Peak Oil Point/Counterpoint

Haven't heard as much from Raytheon as we have from some of the other large integrators, but that may change soon. Recently you got a dose on this blog of Peak Oil skepticism from Michael Lynch, now here's Raytheon's rank Prautsch with a bit of a rebuttal. Citing stats from 2006's "Black Gold - The New Frontier in Oil for Investors" written by energy reporter George Orwel (not the famous British author - there are 2 l's in his last name as you recall), Prautsch recommends the book for its evaluation of the consequences of an "oil peak", the introduction of alternative fuels, oil price dynamics, and where oil investors are heading in the future. Here's more from Prautsch:
Shell geologist Marion Hubbert mathematically calculated a US Oil peak in production in 1969. He collected data on how much oil had been discovered and produced in the lower 48 states  from 1901 until 1956. His data showed that US oil reserves had risen rapidly from 1901-1930 and then slowed with an oil production drop at a rate of approximately 2 percent per year after 1969. The truth of the matter is that he was right.
More recently geologists and economists have been debating over predictions on a global scale using Hubbert's Curve. World-scale data spreads a complex series of  factors and  opinions that are based on founded and unfounded reserves, OPEC leverage or manipulation, new technologies to optimize production, alternative and nuclear fuel offsets, systematic overbooking of reserves to inflate valuation, and speculative demand from developing nations.
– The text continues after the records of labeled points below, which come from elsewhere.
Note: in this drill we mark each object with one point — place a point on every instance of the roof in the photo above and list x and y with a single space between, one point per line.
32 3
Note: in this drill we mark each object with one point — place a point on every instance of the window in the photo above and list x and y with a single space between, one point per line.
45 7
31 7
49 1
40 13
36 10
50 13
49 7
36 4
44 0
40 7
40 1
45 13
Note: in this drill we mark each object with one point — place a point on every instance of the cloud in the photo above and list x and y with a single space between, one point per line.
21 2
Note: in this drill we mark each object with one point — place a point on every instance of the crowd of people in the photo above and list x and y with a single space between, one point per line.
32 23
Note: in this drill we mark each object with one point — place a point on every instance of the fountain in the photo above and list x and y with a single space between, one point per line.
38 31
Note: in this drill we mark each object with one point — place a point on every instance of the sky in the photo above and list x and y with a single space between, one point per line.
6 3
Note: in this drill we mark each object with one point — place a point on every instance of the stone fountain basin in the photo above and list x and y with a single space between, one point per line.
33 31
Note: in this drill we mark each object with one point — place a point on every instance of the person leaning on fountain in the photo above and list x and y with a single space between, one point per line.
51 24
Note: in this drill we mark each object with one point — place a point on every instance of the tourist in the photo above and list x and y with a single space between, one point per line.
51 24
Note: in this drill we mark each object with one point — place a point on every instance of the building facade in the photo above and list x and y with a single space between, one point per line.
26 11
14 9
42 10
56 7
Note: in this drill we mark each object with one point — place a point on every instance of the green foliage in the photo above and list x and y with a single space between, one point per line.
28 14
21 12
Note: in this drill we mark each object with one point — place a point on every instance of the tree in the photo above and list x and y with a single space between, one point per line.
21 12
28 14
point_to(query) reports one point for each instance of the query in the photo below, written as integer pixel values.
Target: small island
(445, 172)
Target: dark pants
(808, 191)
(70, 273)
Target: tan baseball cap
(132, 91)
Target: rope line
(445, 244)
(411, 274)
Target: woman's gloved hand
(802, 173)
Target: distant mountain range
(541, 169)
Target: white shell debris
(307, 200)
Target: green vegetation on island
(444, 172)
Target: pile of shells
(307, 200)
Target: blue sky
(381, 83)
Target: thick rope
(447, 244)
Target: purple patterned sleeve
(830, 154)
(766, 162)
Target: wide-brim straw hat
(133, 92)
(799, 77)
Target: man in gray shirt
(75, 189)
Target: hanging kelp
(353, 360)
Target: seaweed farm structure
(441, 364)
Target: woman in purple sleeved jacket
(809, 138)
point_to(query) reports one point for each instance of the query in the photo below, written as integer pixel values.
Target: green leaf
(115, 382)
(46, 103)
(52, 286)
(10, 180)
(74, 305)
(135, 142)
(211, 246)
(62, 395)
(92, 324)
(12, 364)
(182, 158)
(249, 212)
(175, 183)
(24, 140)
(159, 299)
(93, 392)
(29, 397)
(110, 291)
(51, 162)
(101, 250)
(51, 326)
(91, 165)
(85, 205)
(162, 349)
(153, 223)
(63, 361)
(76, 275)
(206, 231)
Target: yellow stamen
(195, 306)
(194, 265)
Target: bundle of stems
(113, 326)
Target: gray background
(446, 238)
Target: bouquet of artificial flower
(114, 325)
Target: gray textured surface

Based upon interviews with numerous oil companies,Orwel concludes that we have a best case of 30 years. This best case is driven by economic drivers prevailing in the above factors. Some worst case predictions (geologically) passed us last year as the possible peak.
My personal conclusion is that we have a finite oil capacity on this planet and that the appetites of India, China and other developing nations are going to knock us off of our predictive optimism, making a peak of 2021-2026 actually look good. Even with electric propulsion, renewables, biofuels, and all the other energy sources in play, we are still going to come up shallow on crude oil.
OK, I'm going to leave this topic for now. Oil seems have settled into a bit of a groove lately near $70/barrel as the world waits to see how much of a global recovery we're going to have how soon. Feels like we're a million miles away from last summer's $147/barrel price peak and the steep descent to $30/barrel after that. It's not quite "Remember the Alamo," but you should definitely remember the volatility.